Cyber-Angriff auf Medium: Vermutlich tausende Nius-Daten abgesaugt

Cyber-Angriff auf Medium: Vermutlich tausende Nius-Daten abgesaugt

Web-Angreifer haben am Samstag die Nachrichtenseite Nius des früheren „Bild“-Chefredakteurs Julian Reichelt gehackt, die Startseite verunstaltet und eine Datei mit sensiblen Kundendaten ins Netz gestellt. Betroffen sein könnten bis zu 5 700 Abonnentinnen und Abonnenten.

Vom „Defacement“ zum Datenabfluss

Gegen 10 Uhr ersetzten am Samstag die Eindringlinge sämtliche Überschriften der Seite durch einen einzigen Link. Über die verlinkte Datei, abgelegt auf einer externen Domain, konnten Besucher eine 5 MB große JSON‑Datei herunterladen.

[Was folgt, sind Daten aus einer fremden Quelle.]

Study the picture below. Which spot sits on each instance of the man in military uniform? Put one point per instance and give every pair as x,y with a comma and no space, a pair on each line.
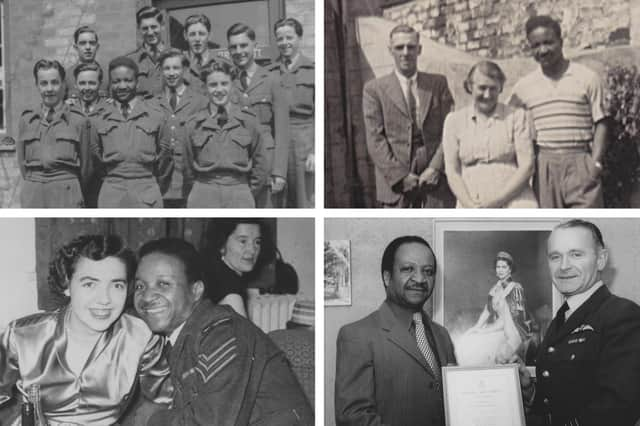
259,90
226,151
224,369
126,142
85,42
52,148
297,79
151,25
587,368
178,102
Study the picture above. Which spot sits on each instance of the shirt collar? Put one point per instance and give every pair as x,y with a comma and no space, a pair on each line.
175,333
578,300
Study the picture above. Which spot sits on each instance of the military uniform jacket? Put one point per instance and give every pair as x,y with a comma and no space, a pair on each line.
231,154
174,131
131,148
266,99
56,150
149,72
227,372
588,370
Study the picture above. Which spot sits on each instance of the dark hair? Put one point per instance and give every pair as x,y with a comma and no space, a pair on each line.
197,19
219,230
93,66
240,28
123,61
488,68
389,255
579,223
84,29
289,22
179,249
405,29
48,64
215,66
173,53
148,12
93,247
542,21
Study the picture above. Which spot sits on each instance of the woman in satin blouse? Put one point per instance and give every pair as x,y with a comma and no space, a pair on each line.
488,148
88,356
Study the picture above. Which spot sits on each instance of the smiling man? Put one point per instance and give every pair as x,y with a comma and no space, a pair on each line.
388,368
224,369
587,367
567,104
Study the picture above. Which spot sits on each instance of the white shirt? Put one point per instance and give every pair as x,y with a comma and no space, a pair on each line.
404,84
578,300
175,333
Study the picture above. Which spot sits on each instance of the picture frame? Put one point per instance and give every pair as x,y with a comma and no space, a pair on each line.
337,273
467,286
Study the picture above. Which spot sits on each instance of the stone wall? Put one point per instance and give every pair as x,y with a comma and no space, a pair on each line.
495,28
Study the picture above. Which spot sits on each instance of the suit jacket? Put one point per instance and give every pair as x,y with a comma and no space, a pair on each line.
381,376
388,130
588,369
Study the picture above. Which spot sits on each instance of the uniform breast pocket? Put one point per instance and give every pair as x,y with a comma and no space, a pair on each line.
67,146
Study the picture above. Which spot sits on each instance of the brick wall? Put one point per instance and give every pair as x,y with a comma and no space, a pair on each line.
495,28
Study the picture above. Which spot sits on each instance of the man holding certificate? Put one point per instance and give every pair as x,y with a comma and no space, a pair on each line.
588,366
388,367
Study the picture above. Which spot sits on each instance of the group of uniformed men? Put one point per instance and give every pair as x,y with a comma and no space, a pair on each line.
172,128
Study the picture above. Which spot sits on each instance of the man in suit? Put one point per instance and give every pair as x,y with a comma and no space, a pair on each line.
403,115
588,366
388,369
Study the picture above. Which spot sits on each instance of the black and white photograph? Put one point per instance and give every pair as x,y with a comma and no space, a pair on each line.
560,293
482,103
157,103
157,321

Darin: Vor‑ und Nachnamen, E‑Mail‑Adressen sowie teilweise gekürzte Kreditkarten‑ und Kontodetails. Auch der jeweils gebuchte Abo‑Typ findet sich in dem Datensatz. Ob die Informationen authentisch sind, prüfen derzeit externe Sicherheitsexperten; ein Plausibilitäts‑Check deutet darauf hin, dass es sich um reale Datensätze handelt.

Einfallstor offenbar Swagger‑Schnittstelle

Aus forensischen Spuren geht hervor, dass die Angreifer eine offen zugängliche Swagger‑API missbrauchten, um auf das von Nius eingesetzte Squidex‑Content‑Management‑System zuzugreifen. Über unzureichend gesicherte Endpunkte verschafften sie sich Administratorrechte, spielten das Defacement ein und kopierten die Datenbank.

Schweigen aus der Redaktion

Die Redaktion von Nius stellte die Seite noch am selben Tag wieder her. Auf Anfragen zu Umfang, Authentizität der geleakten Daten und möglicher Meldung an Datenschutzbehörden reagierte das Portal bislang nicht. Auch auf den Social‑Media‑Kanälen findet sich kein Hinweis auf den Vorfall.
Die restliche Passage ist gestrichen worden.